Learning About Wildlife
We’ve subscribed
to the Nat Geo Kids magazine for our
daughter, a magazine mostly about wildlife, customized for kids. These are the
two most common kinds of info from the magazine that appeal and/or amuse her:
1)
Gross is king: Like the time she learnt that the urine
of the leopard gecko, a lizard like reptile, comes out as tiny crystals. She
piled on, “I guess that when they need to find crystals for jewelry, they
collected the urine of this animal”. This was followed by uproarious laughter…
2)
Chance to quiz and show off: One time she saw this pic of an animal
next to which it said, “It has donkey ears, a kangaroo tail, and a piggy nose”.
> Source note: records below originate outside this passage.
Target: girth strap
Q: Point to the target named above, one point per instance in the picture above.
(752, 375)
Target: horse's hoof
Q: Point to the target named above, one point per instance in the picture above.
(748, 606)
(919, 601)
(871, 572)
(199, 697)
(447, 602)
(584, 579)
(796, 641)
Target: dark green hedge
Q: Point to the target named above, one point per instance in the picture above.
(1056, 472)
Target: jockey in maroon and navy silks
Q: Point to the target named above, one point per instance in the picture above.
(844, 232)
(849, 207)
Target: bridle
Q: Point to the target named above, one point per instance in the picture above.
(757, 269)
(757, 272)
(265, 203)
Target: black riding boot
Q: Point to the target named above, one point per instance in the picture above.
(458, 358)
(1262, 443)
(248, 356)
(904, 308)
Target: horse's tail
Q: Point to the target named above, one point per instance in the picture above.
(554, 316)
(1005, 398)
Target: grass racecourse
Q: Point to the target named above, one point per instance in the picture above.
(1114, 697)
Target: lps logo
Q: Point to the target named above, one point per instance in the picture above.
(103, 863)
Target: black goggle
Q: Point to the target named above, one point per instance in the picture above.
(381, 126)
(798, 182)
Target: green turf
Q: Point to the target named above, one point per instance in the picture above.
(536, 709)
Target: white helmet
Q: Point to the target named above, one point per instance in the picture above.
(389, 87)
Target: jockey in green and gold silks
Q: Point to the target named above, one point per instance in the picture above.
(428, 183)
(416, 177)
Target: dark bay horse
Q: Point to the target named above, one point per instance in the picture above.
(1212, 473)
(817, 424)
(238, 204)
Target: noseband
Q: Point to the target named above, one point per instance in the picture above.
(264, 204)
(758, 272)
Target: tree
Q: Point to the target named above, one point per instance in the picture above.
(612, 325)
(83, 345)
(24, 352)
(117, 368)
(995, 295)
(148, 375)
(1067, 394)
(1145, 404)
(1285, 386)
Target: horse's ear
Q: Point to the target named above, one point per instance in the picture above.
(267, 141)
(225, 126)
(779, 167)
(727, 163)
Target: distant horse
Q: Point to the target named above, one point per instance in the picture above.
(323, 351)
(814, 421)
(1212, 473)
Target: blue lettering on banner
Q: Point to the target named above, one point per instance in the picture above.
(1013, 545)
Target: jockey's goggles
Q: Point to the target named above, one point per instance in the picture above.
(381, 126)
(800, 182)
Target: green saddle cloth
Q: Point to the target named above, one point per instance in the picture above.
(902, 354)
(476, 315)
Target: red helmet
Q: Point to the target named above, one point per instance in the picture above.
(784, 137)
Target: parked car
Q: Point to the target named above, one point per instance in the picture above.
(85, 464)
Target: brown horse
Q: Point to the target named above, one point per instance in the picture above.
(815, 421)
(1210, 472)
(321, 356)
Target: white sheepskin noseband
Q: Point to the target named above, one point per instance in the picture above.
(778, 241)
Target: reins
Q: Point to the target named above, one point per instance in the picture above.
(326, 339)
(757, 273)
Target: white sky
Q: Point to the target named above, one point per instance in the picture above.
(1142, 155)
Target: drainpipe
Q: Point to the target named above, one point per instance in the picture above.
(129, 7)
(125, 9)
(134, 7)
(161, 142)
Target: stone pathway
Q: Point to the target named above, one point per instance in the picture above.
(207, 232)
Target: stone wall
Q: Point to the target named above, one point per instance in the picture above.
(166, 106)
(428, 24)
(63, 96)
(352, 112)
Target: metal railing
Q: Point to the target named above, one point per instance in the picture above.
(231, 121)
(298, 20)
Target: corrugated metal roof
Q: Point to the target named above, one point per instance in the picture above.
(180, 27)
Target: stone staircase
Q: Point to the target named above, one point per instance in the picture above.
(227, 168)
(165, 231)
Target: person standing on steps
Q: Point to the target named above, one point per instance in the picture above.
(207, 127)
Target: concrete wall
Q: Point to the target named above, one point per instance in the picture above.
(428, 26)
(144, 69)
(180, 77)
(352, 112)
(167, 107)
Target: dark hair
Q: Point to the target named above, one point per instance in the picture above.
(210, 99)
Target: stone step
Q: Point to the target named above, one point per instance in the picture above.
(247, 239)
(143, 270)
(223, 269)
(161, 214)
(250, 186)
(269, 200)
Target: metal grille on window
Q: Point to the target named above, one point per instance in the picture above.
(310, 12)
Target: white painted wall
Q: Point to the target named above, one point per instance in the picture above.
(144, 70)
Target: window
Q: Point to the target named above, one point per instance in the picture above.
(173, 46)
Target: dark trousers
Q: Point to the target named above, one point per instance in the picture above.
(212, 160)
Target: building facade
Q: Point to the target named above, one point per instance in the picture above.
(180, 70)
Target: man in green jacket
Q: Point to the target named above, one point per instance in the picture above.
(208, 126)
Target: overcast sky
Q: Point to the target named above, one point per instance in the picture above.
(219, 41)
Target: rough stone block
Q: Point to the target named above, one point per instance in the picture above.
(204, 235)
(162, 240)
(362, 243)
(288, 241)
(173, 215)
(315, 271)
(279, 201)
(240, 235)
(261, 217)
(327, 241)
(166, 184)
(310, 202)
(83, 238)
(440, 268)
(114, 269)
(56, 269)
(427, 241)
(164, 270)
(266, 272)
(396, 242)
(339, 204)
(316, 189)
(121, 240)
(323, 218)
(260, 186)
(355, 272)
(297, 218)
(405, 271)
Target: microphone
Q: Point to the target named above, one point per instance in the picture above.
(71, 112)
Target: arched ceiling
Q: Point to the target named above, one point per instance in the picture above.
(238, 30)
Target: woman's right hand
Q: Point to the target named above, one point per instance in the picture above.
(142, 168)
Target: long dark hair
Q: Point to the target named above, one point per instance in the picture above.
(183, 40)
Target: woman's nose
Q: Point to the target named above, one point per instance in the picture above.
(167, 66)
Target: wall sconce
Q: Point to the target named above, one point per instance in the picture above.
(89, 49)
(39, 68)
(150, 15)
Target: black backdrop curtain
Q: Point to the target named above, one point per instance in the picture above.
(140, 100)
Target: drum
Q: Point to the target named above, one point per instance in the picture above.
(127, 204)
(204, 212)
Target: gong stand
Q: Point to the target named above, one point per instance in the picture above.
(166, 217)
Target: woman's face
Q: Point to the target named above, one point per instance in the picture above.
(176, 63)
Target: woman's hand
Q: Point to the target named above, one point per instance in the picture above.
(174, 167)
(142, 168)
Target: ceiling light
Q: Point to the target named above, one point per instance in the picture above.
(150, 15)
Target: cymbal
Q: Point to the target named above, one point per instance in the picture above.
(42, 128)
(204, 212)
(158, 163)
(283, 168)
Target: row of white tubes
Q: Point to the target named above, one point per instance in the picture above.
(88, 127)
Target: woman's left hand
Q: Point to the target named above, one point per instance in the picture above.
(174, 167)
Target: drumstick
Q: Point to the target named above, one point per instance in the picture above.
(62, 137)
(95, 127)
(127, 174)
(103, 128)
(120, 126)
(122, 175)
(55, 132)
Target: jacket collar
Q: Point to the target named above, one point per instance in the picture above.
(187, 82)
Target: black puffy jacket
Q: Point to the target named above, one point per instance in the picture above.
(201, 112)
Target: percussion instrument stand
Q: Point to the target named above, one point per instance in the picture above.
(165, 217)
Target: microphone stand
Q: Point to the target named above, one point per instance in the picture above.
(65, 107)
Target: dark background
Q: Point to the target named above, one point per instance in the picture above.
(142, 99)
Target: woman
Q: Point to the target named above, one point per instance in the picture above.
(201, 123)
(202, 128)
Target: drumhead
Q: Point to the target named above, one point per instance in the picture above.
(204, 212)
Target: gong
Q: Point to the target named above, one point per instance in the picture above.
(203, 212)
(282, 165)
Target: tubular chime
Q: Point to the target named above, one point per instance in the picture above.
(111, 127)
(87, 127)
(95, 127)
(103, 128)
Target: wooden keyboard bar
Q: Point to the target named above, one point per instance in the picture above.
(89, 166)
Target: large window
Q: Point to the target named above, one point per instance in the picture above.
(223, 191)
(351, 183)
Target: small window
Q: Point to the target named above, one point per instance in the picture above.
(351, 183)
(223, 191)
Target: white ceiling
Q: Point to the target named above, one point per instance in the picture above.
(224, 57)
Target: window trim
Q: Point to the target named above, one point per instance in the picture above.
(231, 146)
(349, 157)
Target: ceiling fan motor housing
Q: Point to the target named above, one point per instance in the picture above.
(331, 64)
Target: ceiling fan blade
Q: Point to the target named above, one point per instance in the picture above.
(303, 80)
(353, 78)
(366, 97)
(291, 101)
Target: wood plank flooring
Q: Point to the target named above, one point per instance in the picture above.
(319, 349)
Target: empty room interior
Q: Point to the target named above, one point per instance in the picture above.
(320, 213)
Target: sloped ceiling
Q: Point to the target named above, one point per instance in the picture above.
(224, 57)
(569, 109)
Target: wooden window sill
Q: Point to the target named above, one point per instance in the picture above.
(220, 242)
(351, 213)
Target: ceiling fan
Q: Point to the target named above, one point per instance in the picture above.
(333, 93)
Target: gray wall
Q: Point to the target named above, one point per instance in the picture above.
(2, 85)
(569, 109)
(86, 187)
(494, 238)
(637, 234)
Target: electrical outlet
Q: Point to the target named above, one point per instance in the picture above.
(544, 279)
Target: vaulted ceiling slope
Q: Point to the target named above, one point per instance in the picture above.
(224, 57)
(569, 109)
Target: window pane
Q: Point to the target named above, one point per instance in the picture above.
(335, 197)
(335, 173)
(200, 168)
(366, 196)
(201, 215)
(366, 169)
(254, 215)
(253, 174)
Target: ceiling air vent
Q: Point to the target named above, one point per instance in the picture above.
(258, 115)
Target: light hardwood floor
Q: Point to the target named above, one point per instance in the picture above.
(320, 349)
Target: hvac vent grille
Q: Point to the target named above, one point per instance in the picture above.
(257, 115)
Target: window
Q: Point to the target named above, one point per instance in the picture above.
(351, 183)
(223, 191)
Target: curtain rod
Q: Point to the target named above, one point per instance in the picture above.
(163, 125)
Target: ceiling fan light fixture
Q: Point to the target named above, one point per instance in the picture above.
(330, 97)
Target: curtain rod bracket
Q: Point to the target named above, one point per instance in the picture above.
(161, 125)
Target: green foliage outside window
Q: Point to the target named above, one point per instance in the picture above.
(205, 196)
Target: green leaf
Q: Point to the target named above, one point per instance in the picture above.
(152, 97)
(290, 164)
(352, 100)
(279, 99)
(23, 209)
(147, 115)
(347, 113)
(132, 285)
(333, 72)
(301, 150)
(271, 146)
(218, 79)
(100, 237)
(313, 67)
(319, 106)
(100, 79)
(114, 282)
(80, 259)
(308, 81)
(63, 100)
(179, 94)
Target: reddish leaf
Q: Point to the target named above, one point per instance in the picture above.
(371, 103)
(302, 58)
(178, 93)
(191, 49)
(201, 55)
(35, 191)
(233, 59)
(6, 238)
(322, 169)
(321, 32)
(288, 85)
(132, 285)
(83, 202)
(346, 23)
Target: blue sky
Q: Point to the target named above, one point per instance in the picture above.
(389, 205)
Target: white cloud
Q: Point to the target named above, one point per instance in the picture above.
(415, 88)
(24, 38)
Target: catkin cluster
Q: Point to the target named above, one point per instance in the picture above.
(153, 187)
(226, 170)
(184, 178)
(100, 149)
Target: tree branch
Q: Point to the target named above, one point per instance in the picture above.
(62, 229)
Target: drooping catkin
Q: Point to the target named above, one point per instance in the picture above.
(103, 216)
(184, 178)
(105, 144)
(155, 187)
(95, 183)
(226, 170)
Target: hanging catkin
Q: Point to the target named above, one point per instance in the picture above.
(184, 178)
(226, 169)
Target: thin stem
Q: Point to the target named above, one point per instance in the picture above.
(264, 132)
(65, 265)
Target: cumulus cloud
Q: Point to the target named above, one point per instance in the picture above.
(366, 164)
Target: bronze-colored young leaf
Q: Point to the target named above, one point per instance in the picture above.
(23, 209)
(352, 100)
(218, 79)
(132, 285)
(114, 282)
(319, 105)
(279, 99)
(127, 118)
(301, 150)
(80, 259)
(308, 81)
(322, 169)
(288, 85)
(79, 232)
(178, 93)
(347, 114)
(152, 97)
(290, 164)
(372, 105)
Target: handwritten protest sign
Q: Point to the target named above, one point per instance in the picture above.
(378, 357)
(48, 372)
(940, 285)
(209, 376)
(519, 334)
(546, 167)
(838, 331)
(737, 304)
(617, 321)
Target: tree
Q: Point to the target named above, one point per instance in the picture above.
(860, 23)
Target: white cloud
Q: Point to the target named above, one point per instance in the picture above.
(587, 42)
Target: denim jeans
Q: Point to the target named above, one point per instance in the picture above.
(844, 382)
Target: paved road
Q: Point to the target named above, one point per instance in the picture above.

It was an aardvark. I translated the last part of the animal’s description
(“distant relation of…”) into terms she gets: “With which animal does it share
the maximum number of instructions (DNA)?”. The surprising answer? The
elephant!! Off she went in a flash, to ask her mom the same two questions…
Hearing
about how bird regurgitate food to feed their young ones, she asked why the bird couldn’t just put
it on the ground and mash it. Why mix her saliva in it, she demanded. At least
she doesn’t think we were serving her such food…
Another time, I
read out this advice to young lion cubs from the magazine:
“Meals are a rough-and-tumble affair, so
it’s best to hang back until everyone else is done eating before digging in.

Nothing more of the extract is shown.